Benedetto XVI agli Ordinari militari: anche i soldati sono chiamati a rispondere al
comandamento dell’amore
Formare i soldati ad essere testimoni di Cristo: è l’esortazione di Benedetto XVI
ai partecipanti all’Incontro internazionale per gli Ordinari militari, ricevuti stamani
in Vaticano. L’evento assume particolare importanza, collocandosi nel 25.mo anniversario
della Costituzione apostolica Spirituali militum curae, promulgata dal Beato
Giovanni Paolo II sugli Ordinariati militari. Stamani, nella Cappella Paolina, il
cardinale segretario di Stato, Tarcisio Bertone, ha celebrato una Messa per i partecipanti
all’Incontro. L'indirizzo d'omaggio al Papa è stato rivolto dal cardinale Marc Ouellet.

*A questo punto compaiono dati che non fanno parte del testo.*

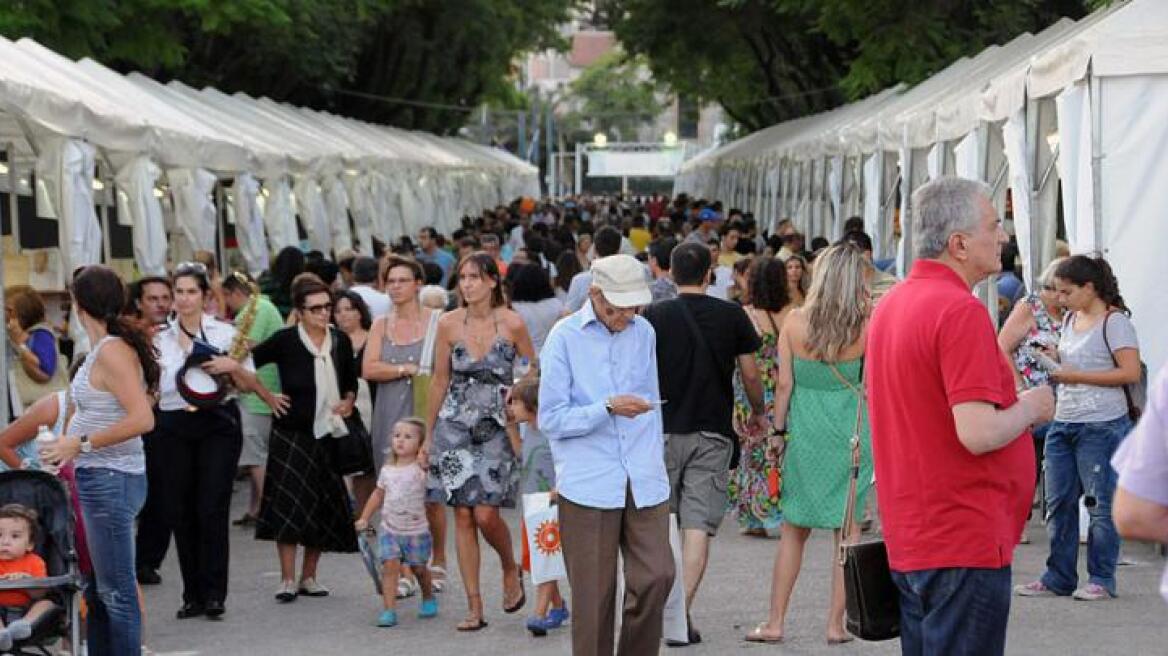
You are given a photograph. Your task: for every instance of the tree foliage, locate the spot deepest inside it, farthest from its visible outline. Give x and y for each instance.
(357, 57)
(767, 61)
(613, 95)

Il servizio di Alessandro Gisotti:
“La dimensione
religiosa riveste speciale significato anche nella vita di un militare”: è quanto
sottolineato da Benedetto XVI che ha esortato gli Ordinari militari ad impegnarsi
nell’evangelizzazione del mondo castrense:
“Si tratta di formare
dei cristiani che abbiano una fede profonda, che vivano una convinta pratica religiosa
e che siano autentici testimoni di Cristo nel loro ambiente”.
Il
Papa ha ribadito che, specie dinanzi alla sfida della nuova evangelizzazione, la Chiesa
è chiamata a dare ai militari “un’assistenza spirituale, che risponda a tutte le esigenze
di una vita cristiana coerente e missionaria”. Per raggiungere questo scopo, ha avvertito,
occorre che i vescovi e i cappellani militari si sentano “responsabili dell’annuncio
del Vangelo” dovunque siano presenti i soldati e le loro famiglie. Quindi, ha indicato
quale deve essere la meta a cui deve tendere un militare cristiano:
“La
vita militare di un cristiano (...) va posta in relazione con il primo e il più grande
dei comandamenti, quello dell’amore a Dio e al prossimo, perché il militare cristiano
è chiamato a realizzare una sintesi per cui sia possibile essere anche militari per
amore, compiendo il ministerium pacis inter arma”.
Il
Papa ha menzionato in particolare quei soldati che fanno esercizio della carità, soccorrendo
le vittime di catastrofi, come pure i profughi, “mettendo a disposizione dei più deboli
il proprio coraggio e la propria competenza”:
“Penso all’esercizio
della carità nel soldato impegnato a disinnescare mine, con personale a rischio e
pericolo, nelle zone che sono teatro di guerra, come pure al soldato che, nell’ambito
delle missioni di pace, pattuglia città e territori affinché i fratelli non si uccidano
fra di loro”.
Vi sono tanti militari, ha detto ancora, che “vogliono
promuovere la pace e si impegnano da veri discepoli di Cristo a servire la propria
nazione favorendo la promozione dei fondamentali diritti umani dei popoli”:
“L’opera
di evangelizzazione nel mondo militare richiede una crescente assunzione di responsabilità,
affinché anche in questo ambito, vi sia un annuncio sempre nuovo, convinto e gioioso
di Gesù Cristo, unica speranza di vita e di pace per l’umanità”.
Il
Papa ha concluso il suo intervento ricordando quanto scrisse il Beato Karol Wojtyla
nel Messaggio per la Giornata Mondiale della Pace del 2002: “La vera pace è frutto
della giustizia”, ma poiché “la giustizia umana è sempre fragile e imperfetta” va
“esercitata e in un certo senso completata con il perdono”.